BRAZZAVILLE (Reuters) - The party of President Denis Sassou Nguesso dominated as expected a first-round parliamentary election in the oil-exporting Central African state of Congo Republic, results showed on Friday, although the vote was widely shunned.
Opposition parties complained ahead of the elections that Nguesso's Congolese Workers' Party (PCT) had privileged access to state media in a country where past votes have been tainted with accusations of fraud.
Interior Minister Zephirin Mboulou acknowledged turnout had been weak but gave no official figure. The Congolese Observatory for Human Rights (OCDH) estimated that only 15 percent of the some two million eligible voters turned out.
Results released late on Thursday showed the PCT took 57 of the 69 seats decided in the first round, with a further 10 seats going to allies of the PCT. The remainder of the seats in the 139-seat parliament will be settled in an August 5 run-off.

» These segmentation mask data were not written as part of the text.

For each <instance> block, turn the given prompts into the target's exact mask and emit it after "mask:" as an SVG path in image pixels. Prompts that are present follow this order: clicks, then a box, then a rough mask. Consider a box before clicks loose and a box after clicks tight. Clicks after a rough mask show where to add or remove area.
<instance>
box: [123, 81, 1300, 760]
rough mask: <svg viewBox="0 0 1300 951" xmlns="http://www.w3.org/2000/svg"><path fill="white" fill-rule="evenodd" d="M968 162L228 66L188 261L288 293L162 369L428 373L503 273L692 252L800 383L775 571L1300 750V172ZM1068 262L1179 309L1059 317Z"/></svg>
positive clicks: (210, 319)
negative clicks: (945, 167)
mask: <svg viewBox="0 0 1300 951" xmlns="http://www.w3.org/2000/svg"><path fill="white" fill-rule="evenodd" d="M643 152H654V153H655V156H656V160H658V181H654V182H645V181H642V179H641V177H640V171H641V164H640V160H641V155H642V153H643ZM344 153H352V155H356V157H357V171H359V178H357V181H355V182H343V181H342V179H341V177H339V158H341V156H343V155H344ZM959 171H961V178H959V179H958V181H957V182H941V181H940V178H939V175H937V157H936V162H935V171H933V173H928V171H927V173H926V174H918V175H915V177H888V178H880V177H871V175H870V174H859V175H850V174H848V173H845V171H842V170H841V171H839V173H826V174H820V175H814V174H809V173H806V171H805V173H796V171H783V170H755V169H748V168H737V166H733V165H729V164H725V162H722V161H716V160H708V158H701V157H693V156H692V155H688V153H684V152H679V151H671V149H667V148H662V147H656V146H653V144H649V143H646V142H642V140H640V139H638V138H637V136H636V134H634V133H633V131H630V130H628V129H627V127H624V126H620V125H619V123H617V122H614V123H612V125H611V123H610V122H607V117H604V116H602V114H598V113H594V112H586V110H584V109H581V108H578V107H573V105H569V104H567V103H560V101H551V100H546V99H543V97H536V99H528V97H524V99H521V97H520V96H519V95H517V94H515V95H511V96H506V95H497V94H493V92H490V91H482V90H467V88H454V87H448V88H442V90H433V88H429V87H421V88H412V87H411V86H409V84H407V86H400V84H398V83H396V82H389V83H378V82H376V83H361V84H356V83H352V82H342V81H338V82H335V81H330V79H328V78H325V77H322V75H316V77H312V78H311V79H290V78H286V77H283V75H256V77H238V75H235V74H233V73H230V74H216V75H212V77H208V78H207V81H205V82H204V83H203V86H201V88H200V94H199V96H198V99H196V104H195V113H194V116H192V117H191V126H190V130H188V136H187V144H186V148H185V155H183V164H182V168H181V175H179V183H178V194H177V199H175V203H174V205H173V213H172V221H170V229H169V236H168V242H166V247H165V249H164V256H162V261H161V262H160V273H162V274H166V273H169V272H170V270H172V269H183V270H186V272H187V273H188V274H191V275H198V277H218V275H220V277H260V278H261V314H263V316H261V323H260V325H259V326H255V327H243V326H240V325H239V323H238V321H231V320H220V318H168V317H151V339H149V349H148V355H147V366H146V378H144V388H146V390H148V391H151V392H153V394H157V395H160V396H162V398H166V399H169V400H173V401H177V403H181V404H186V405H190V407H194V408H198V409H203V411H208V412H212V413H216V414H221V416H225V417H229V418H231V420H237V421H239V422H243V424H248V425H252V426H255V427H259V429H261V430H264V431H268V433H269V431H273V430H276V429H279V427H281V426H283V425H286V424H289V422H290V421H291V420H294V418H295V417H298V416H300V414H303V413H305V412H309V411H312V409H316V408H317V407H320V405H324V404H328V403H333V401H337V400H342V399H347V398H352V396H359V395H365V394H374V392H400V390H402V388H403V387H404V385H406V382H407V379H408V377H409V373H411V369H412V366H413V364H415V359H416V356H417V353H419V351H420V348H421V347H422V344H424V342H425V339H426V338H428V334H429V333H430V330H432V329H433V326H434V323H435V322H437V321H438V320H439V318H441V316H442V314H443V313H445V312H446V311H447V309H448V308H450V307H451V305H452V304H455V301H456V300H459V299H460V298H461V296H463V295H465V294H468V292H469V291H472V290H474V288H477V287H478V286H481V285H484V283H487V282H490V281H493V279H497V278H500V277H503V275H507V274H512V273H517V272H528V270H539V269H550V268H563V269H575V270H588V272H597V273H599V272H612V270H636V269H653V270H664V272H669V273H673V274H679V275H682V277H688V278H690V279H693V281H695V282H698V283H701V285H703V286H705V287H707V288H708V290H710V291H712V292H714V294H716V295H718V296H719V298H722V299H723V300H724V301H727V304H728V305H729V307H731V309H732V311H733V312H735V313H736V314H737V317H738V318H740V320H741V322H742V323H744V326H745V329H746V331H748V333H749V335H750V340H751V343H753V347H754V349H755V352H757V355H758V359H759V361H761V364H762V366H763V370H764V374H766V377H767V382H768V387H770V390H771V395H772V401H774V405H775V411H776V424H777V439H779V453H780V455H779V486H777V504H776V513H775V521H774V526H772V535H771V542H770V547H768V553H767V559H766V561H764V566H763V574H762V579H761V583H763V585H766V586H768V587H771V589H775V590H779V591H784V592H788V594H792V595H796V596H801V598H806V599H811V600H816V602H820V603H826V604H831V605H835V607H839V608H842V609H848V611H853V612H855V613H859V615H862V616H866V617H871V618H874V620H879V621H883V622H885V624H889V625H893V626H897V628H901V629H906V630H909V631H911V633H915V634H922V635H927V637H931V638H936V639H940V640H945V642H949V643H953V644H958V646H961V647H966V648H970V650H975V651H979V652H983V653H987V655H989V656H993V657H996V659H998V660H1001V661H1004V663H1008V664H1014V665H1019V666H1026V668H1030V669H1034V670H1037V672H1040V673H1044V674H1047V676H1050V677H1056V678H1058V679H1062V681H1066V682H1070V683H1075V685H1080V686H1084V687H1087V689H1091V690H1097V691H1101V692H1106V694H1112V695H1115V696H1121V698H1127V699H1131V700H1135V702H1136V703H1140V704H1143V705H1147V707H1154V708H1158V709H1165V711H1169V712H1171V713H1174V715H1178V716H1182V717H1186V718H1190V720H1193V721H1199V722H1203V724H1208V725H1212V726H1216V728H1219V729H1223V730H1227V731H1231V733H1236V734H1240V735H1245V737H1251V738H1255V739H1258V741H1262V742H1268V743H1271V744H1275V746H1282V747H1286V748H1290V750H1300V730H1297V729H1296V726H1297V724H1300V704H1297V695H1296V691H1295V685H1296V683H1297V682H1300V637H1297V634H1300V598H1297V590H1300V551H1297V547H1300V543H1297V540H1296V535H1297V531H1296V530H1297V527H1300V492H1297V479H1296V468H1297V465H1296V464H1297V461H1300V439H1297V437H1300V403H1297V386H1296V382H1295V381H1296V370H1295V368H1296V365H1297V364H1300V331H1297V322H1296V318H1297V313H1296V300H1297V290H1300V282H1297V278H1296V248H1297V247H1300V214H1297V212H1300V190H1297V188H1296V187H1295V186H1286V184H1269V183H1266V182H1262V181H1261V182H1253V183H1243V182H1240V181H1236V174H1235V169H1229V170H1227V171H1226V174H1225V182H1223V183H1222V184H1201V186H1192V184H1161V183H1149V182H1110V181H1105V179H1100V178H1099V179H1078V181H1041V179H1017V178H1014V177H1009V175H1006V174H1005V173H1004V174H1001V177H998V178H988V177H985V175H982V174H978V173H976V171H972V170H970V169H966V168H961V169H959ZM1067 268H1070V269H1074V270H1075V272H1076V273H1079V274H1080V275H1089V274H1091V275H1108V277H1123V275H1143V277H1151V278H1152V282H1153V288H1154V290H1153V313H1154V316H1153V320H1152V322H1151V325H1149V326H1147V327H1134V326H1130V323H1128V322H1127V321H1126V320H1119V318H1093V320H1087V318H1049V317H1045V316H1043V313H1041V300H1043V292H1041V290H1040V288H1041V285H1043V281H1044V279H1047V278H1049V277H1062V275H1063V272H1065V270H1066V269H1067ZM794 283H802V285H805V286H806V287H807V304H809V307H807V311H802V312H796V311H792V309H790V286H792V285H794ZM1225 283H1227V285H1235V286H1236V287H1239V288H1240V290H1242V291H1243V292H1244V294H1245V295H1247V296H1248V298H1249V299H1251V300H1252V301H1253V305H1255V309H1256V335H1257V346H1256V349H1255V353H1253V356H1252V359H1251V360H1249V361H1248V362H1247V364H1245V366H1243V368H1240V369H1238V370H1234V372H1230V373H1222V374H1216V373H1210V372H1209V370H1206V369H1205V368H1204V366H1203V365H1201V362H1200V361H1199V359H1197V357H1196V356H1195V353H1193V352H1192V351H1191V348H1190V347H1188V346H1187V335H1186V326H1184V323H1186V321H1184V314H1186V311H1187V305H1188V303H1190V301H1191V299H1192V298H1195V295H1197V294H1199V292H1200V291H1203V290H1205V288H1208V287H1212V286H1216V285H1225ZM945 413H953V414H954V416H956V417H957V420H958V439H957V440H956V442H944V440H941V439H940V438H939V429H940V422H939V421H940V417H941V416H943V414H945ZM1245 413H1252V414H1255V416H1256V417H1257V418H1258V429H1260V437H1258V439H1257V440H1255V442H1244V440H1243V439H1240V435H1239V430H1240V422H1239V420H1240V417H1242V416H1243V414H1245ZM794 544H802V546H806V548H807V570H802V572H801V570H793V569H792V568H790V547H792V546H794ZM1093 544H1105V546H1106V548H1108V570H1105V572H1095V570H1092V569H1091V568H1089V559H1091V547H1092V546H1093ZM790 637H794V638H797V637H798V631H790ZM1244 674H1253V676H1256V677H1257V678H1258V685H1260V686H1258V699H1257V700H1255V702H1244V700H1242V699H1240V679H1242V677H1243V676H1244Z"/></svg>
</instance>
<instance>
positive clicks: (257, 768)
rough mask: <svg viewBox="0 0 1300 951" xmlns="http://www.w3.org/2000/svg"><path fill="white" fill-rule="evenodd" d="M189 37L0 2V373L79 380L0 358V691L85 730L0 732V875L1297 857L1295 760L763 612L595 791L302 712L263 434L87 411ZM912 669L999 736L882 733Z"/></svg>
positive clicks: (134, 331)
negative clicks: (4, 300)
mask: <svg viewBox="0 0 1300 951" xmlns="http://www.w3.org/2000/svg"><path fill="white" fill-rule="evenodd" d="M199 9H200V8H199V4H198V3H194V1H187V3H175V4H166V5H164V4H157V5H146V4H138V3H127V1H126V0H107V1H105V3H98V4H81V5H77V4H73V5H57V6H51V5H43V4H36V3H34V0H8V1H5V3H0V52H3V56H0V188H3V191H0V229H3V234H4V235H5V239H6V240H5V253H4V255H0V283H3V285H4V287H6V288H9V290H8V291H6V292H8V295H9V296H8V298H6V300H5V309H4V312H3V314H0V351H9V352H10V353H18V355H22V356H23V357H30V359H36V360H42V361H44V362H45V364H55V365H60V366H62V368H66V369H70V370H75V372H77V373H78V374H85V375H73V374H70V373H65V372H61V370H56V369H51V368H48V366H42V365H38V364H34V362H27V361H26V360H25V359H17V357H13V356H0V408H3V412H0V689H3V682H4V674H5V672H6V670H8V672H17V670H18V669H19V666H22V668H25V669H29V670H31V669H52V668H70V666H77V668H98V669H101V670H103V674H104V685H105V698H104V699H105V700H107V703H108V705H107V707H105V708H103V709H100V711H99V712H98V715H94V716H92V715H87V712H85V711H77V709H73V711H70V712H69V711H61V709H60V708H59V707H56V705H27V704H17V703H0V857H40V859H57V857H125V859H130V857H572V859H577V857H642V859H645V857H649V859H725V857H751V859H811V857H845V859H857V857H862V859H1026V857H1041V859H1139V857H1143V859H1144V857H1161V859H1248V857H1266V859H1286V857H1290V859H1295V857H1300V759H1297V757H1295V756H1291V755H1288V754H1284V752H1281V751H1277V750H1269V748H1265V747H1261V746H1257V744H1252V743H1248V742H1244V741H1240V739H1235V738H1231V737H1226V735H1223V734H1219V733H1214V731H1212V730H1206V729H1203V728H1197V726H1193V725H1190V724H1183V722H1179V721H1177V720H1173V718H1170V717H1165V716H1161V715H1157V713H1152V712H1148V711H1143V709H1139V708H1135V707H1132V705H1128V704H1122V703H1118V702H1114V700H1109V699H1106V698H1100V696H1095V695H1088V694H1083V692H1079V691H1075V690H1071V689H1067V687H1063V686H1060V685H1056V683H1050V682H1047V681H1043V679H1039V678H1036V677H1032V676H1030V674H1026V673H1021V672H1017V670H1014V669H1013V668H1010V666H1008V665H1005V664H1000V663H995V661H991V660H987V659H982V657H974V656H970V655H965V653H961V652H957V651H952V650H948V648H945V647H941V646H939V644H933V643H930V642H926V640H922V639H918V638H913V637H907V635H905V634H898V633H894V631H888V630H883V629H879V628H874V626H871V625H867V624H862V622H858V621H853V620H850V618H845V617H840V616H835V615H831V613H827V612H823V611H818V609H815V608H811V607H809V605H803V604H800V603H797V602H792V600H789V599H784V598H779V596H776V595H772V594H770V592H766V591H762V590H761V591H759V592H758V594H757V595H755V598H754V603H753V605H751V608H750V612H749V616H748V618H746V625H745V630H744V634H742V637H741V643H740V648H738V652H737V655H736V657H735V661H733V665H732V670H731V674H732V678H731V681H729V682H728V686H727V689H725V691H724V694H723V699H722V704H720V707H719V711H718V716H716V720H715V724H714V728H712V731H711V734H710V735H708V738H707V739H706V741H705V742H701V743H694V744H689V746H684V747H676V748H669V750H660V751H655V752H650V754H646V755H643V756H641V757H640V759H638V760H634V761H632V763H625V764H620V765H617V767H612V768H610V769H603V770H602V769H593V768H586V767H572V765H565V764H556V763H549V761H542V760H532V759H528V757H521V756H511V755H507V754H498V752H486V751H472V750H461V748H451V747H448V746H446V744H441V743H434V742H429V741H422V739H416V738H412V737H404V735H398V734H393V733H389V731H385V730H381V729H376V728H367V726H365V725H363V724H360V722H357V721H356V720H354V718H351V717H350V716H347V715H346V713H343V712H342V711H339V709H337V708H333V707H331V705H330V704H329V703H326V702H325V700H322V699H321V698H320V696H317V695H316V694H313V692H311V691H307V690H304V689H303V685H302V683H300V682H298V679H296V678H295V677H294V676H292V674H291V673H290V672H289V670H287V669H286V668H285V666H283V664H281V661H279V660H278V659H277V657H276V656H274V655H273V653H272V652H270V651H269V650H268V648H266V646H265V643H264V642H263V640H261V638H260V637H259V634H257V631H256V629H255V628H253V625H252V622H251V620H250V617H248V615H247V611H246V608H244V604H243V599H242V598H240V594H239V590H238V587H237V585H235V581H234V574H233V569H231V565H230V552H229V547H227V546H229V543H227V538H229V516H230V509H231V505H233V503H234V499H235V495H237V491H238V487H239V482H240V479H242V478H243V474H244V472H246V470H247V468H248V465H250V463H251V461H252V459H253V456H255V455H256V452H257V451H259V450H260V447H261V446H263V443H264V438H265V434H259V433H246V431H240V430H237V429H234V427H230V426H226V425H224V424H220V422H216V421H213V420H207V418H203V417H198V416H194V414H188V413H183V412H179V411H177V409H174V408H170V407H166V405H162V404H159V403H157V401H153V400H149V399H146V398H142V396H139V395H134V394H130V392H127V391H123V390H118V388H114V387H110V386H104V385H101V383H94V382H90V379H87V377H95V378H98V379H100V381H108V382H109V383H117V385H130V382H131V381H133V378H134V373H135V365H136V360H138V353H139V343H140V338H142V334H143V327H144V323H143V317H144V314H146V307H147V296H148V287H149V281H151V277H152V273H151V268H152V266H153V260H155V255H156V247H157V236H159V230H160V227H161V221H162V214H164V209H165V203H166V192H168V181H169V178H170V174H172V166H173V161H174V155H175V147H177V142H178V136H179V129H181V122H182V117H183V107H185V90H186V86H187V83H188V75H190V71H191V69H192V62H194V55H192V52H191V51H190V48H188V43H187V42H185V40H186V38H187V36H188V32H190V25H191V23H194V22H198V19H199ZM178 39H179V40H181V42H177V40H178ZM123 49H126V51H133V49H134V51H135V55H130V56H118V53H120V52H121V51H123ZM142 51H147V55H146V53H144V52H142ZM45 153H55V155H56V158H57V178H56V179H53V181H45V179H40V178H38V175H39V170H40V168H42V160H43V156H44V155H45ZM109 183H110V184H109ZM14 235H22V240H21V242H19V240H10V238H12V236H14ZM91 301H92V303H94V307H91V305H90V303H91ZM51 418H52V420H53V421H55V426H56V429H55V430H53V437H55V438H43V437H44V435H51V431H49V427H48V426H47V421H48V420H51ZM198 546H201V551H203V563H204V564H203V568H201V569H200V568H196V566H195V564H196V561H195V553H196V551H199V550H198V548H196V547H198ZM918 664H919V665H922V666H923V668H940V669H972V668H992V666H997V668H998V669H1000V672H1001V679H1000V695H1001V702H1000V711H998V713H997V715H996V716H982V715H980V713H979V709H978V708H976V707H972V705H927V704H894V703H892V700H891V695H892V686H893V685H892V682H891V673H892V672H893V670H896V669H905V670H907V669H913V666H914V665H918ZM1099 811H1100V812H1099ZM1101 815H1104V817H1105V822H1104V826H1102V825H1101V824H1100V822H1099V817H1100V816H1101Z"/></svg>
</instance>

Sassou Nguesso came to power in a 1997 coup and has won two elections since then, including a 2009 presidential vote tinged by charges of fraud. A constitutional limit on presidential terms means he must step down in 2016, although some opposition groups say they believe his party will seek to change that.
Under Nguesso, Congo Republic has enjoyed a degree of stability since 1997. But in March nearly 300 people were killed in a blast sparked by a fire at an arms dump in Brazzaville filled with munitions left over from the civil war.
The former French colony is expecting oil production at around 288,000 barrels per day this year, worth $5 billion in revenue. The International Monetary Fund sees economic growth rising from 3.1 percent this year to over 5 percent in 2013.
However, the government has been accused of not doing enough with its oil wealth to develop the nation, which has long scored poorly on Transparency International's corruption index.